I have a 225 hp coupe that is APR chipped. From here what are the best bang for the buck mods to throw on, other than exhaust. Now i am thinking to go with the samco silicone intake and turbo hoses. I've heard they are great over stock!?! What else do you guys think and/or have you done!!??


----------



## M this 1! (May 17, 2000)

*Re: Audi TT 225 mods (mdenardo)*

chip
exhaust
dv
intake
fmic
that is the order i believe is best bang for buck. if you have the externally ribbed intake hose, you do NOT need the Samco. i watched my car on the dyno with 100 octane and 19psi, spin the wheels on the thing. even putting out the mad power mine did, the intake hose doesn't even flinch! once you've added an intake, you're then able to get enough air thru fast enough to keep up with the turbo's demands. check out the http://www.evoms.com intake stuff. pretty sure that's the site. it's Evolution Motorsports. comes with heatshield and everything. once you've added the intake and exhaust, your car will stop flattening out after 5500 and pull to 7k hard.


----------



## nasTTcar (Dec 8, 2001)

*What did you get on the dyno???*

Yours and my TT are almost identically modded.
I would love to know what you got on the dyno.
Email me at [email protected]
Thx John


----------



## NYCTT225 (Jun 13, 2003)

*Re: What did you get on the dyno??? (nasTTcar)*

Hey guys, I've pondered getting the APR chip and since you have it, you'd be best to answer a few questions for me if you don't mind ...
Does it make that much a difference?

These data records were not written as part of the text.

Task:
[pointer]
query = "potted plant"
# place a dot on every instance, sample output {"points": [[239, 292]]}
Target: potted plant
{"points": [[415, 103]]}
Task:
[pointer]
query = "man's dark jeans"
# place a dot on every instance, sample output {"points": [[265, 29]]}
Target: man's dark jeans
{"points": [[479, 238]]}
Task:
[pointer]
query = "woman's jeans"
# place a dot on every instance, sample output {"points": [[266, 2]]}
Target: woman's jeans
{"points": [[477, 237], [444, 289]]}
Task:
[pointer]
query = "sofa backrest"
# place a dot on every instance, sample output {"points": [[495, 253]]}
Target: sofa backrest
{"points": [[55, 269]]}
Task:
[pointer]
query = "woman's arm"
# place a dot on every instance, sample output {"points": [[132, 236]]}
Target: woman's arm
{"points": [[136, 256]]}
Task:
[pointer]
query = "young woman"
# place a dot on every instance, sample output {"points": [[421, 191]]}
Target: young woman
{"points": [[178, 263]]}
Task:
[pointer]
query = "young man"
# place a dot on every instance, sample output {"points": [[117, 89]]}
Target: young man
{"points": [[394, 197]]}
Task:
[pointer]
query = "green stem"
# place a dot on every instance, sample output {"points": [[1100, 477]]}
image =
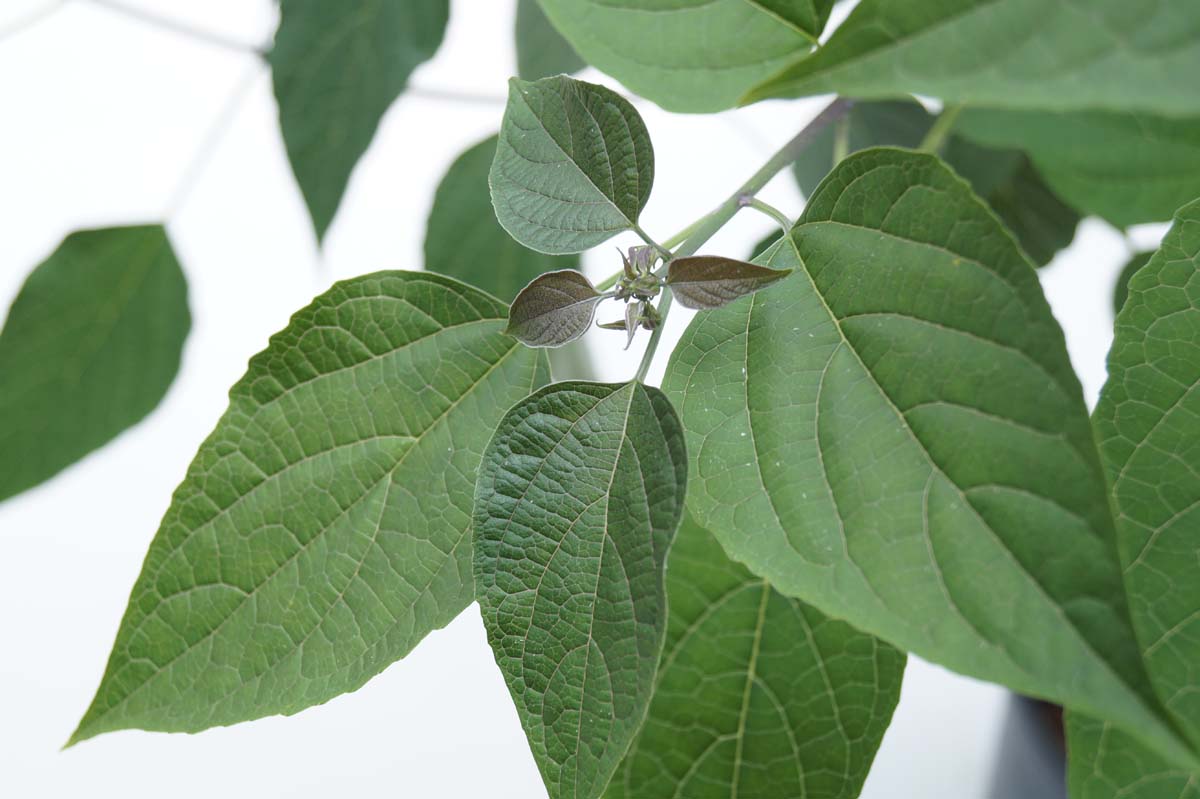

Could you describe the initial feel.
Is it a smooth torque curve or is it like a rush at 3000 and then a settling off towards 6500.
Gas mileage suffer at all?
That's it. I appreciate it


----------



## M this 1! (May 17, 2000)

*Re: What did you get on the dyno??? (NYCTT225)*

i have the Giac, myself. it is VERY noticable. if your car is stock otherwise, you'll get some tapering off of the rush at about 5500-6k. but you still, at that RPM have WAY more power and torque than stock. once you add an exhaust and intake, you're pulling HARD to 7k. the rush of power is really cool at 3k. it's not a dangerous, uncontrollable rush but it is noticable over stock. you'll be smiling, lets just put it that way


----------



## NYCTT225 (Jun 13, 2003)

Fair enough thanks!


----------



## mdenardo (Aug 8, 2002)

*Re: Audi TT 225 mods (mdenardo)*

I love my APR. It is an awesome mod and my friends with gti 180 and beetle S (180) love it as well. I will admit it has a few bumps in the end of the torque curve but just yesterday(literally) I put in the evo diverter valve and the car feels AWESOME. It pulls all the way to 7K and hard. No exhaust, no intake, just chip and dv. My sister has a wrx and I can pull away pretty decently on the highway and that is a car about as fast as the s4! Do what you want but I have not een disappointed one bit.


----------



## superXracing (Mar 10, 2003)

*Re: What did you get on the dyno??? (NYCTT225)*

NYC TT,
The APR chip is the biggest butt dyno difference you will receive from any mod! The first time I switched back to stock mode - I was like OMG that is slow! Then the first time I bought 100 octane, wow.


----------



## NYCTT225 (Jun 13, 2003)

*Re: What did you get on the dyno??? (superXracing)*

Thanks again for the feedback guys. I'm definately gonna check it out further.


----------



## BZ (Oct 28, 2000)

*Re: Audi TT 225 mods (mdenardo)*

I put in a GIAC and it is a different car (the second gen).
BZ


----------